Re: strawman with legend fix

I just took a close look at Doug's Data Visualization Taxonomy, and I
certainly would not want to see that level of complexity in an ARIA chart
annotation system.

It's still a very useful document, as a sampling of all the diverse types
of charts that would need to be describable with the new annotation
system.  However, I don't see a purpose in declaring separate role values
for each chart type.  Not only is that an impossible task -- there will
always be charts that don't fit the taxonomy -- but it isn't terribly
useful.  What are accessibility technologies supposed to do with that
information?  Would they have separate rules for how to present each chart
type?

Instead, I think the focus should be on describing the *data* -- the
semantic meaning of a chart -- rather than describing its presentation.
That allows data visualization designers to develop complex custom designs
and still have a way of annotating them.

For example, most data charts would contain

   - A collection of datapoints each associated with certain categories or
   certain values on a quantitative scale.

   - Categorical scales or legends would contain the set of possible values
   and an indication of whether they have a strict ordering.  From each
   category value, it would ideally be possible to access the list of
   datapoints that are labelled by this category.

   - Quantitative scales that would have
      - max value, min value, units, and possibly step values;
      - a description of the associated visual dimension
      (horizontal/vertical position, element width/height/radius, start angle,
      angle extent, color hue, color saturation, brightness, etc.) to make it
      easier to understand prose descriptions of the chart;
      - the syntax could probably re-use some attribute names from the ARIA
      range inputs.

Ideally, an accessibility technology would be able to synthesize the
information from the datapoints so that a user could start from information
about a quantitative scale and then access information like max, min,
median, etc. on that scale dimension, and jump to the associated data
points in order, similar to using a sortable table column.

I'm thinking a screen reader would say something like:

   - "Scale 'Product Mass', displayed as vertical position, ranges from min
   0kg to max 30kg.  Associated with 33 data points, max value 27kg, min value
   15kg.  Option: more statistics. Option: list datapoints from max to min.
   Option: list datapoints from min to max..."
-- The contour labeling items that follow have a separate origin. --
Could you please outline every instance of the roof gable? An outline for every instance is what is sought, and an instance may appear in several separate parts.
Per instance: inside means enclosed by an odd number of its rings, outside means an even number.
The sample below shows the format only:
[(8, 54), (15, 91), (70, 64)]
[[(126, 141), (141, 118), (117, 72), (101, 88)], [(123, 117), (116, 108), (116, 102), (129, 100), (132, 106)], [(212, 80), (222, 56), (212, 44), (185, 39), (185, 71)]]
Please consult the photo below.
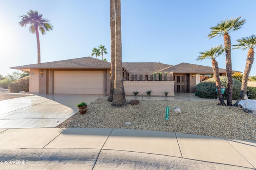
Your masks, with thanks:
[[(213, 72), (212, 67), (185, 63), (175, 65), (166, 69), (163, 70), (162, 71), (172, 71), (174, 73), (209, 73)], [(226, 72), (226, 69), (219, 68), (219, 72), (224, 73)]]
[(129, 72), (156, 72), (167, 68), (171, 65), (160, 63), (123, 63), (123, 68)]
[(26, 68), (110, 68), (110, 63), (90, 57), (11, 67)]

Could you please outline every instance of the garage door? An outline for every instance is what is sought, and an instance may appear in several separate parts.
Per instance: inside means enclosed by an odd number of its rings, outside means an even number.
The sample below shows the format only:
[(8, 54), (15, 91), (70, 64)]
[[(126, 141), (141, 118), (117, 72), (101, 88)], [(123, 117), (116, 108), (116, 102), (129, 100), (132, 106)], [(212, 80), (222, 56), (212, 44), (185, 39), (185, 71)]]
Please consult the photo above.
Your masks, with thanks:
[(104, 94), (103, 71), (54, 71), (54, 93)]

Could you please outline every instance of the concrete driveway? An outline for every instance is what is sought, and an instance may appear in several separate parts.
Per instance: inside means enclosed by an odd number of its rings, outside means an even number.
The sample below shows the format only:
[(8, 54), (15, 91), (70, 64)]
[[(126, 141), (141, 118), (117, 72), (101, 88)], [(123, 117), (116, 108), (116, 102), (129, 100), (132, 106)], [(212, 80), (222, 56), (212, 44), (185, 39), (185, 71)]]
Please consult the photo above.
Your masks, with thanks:
[(76, 105), (90, 104), (103, 95), (34, 95), (0, 101), (0, 129), (54, 127), (77, 112)]

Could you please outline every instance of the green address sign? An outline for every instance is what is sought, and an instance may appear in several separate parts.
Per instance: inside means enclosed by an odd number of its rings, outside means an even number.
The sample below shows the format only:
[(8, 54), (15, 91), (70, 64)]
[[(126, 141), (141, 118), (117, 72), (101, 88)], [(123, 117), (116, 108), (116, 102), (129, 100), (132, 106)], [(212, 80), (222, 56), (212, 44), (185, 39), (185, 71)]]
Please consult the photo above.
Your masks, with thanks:
[(169, 119), (169, 110), (170, 107), (169, 106), (166, 106), (165, 109), (165, 120), (168, 120)]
Other charts would have contours instead of discrete datapoints (not sure
how to describe those with words!).  And then of course there would be flow
charts and graphs, where you have nodes and connectors, but both nodes and
connectors might still be associated with categories or quantitative scales.
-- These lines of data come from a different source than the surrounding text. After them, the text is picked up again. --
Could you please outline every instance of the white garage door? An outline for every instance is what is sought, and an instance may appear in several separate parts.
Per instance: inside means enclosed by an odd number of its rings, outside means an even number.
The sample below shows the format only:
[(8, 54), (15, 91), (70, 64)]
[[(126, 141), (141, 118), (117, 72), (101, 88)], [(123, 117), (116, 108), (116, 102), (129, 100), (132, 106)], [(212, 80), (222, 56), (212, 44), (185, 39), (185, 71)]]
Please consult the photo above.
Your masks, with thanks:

Fred's taxonomy looks like a good starting point.  I have a couple quibbles
-- e.g., I'm not sure why timelines need an "event" element separate from
an "item", and I don't find "item" a particularly useful term -- but I
expect to be on Friday's call so I look forward to a more detailed
discussion.

Best,
Amelia Bellamy-Royds

On 17 December 2014 at 09:12, Fred Esch <fesch@us.ibm.com> wrote:
>
> If you compare the taxonomy Doug and I did, you will see Doug dives into
> specifics which is a nest of worms to work through.  I think we should
> avoid diving down and rather spend our time identifying the concepts of
> graphics which need to be relayed to a blind user.